É que, embora os estarolas das
direitas tendam a expressar-se de forma semelhante - demorará bastante a que
gerações sucessivas formadas na Católica, na Nova de Lisboa ou na Faculdade do
Porto, por professores incapazes de se libertarem da lógica do datado e
esgotado neoliberalismo! - as críticas fundamentadas de quem pensa o futuro
próximo à esquerda do Partido Socialista fazem todo o sentido valendo a pena
atentar no que vão escrevendo José Reis, José Castro Caldas, Ricardo Paes
Mamede ou João Rodrigues nos abundantes textos de opinião, que continuam
infelizmente a ser pouco conhecidos por quem se vê contaminado pelos Zés Gomes
Ferreiras, pelos Camilos ou pelos Vieiras Pereiras, que por aí abundam.

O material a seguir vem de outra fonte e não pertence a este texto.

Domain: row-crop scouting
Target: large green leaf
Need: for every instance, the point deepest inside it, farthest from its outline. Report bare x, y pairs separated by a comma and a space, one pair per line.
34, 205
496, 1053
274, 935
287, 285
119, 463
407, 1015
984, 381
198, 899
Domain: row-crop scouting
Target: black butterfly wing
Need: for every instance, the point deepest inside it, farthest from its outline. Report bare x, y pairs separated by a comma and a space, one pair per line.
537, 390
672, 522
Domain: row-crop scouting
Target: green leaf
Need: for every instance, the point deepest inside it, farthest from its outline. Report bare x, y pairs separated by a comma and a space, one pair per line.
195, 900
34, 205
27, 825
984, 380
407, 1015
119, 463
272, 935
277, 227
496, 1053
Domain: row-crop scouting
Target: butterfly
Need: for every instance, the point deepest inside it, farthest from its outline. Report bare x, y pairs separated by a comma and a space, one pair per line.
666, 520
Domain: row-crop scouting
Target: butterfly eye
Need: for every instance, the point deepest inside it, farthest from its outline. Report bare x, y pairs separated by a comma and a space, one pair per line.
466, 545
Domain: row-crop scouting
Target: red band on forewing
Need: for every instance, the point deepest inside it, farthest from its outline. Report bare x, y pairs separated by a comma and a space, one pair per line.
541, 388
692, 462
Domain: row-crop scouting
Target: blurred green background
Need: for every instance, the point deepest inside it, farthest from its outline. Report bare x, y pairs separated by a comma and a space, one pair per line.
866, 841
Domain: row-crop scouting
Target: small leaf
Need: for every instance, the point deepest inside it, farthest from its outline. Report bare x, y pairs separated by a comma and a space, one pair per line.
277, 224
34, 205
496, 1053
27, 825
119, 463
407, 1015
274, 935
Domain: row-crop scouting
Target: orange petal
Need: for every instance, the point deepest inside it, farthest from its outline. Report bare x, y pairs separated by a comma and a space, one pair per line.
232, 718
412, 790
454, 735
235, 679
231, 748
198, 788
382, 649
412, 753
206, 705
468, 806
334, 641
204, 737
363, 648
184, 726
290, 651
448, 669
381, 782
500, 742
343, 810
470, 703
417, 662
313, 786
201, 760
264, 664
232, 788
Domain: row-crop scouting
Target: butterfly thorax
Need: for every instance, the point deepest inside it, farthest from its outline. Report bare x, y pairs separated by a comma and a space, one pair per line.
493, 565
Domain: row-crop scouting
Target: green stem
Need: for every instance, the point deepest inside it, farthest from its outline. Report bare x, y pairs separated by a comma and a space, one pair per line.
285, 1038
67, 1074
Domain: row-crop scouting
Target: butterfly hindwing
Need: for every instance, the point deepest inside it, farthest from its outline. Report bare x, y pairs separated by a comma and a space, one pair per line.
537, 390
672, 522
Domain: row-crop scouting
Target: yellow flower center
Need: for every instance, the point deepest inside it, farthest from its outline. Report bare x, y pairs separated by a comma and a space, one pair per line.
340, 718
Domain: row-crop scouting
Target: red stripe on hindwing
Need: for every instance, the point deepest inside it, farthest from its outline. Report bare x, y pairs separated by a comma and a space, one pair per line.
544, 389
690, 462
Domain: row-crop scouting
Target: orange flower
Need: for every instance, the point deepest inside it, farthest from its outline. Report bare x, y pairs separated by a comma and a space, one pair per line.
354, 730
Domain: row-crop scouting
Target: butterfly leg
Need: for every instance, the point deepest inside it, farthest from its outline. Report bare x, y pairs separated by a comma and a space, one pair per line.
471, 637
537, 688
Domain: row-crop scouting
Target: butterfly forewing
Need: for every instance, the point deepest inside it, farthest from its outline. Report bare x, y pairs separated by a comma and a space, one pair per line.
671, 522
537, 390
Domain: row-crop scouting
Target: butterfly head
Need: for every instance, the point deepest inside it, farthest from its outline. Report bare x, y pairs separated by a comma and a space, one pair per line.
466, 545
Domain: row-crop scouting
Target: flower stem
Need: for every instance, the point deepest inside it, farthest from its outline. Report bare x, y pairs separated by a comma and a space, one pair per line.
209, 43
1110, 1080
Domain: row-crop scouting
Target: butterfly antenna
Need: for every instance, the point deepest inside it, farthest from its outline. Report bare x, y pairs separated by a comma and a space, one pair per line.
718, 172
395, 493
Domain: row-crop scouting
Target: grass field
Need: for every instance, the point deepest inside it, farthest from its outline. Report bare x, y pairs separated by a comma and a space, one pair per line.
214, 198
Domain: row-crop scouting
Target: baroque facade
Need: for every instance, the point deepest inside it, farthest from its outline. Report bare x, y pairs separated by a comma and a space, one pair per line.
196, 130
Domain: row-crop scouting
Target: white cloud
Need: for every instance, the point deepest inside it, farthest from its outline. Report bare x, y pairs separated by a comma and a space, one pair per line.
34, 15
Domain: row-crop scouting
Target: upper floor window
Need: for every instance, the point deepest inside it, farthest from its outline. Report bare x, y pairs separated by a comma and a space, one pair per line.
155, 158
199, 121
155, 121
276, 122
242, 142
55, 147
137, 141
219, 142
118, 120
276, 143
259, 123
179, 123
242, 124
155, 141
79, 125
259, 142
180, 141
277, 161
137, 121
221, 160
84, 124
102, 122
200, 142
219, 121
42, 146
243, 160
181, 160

A propósito de Mário Centeno,
João Rodrigues concluía um artigo com esta justa desconfiança a seu respeito:“o
emprego criado concentra-se em sectores de baixos salários como o turismo e a
construção, correspondendo a um processo, indissociável do euro e acentuado
pela Troika, de regressão estrutural, ou seja, de especialização crescente em
sectores com menor potencial de inovação e de ganhos de produtividade,
garantindo um lugar subalterno de Florida da Europa. Mário Centeno é um
problema crescente internamente. A questão não é pessoal, mas sim política.
Talvez também tenha sido por isso que Jean-Claude Juncker apodou de sábia a sua
eleição para a presidência do Eurogrupo”.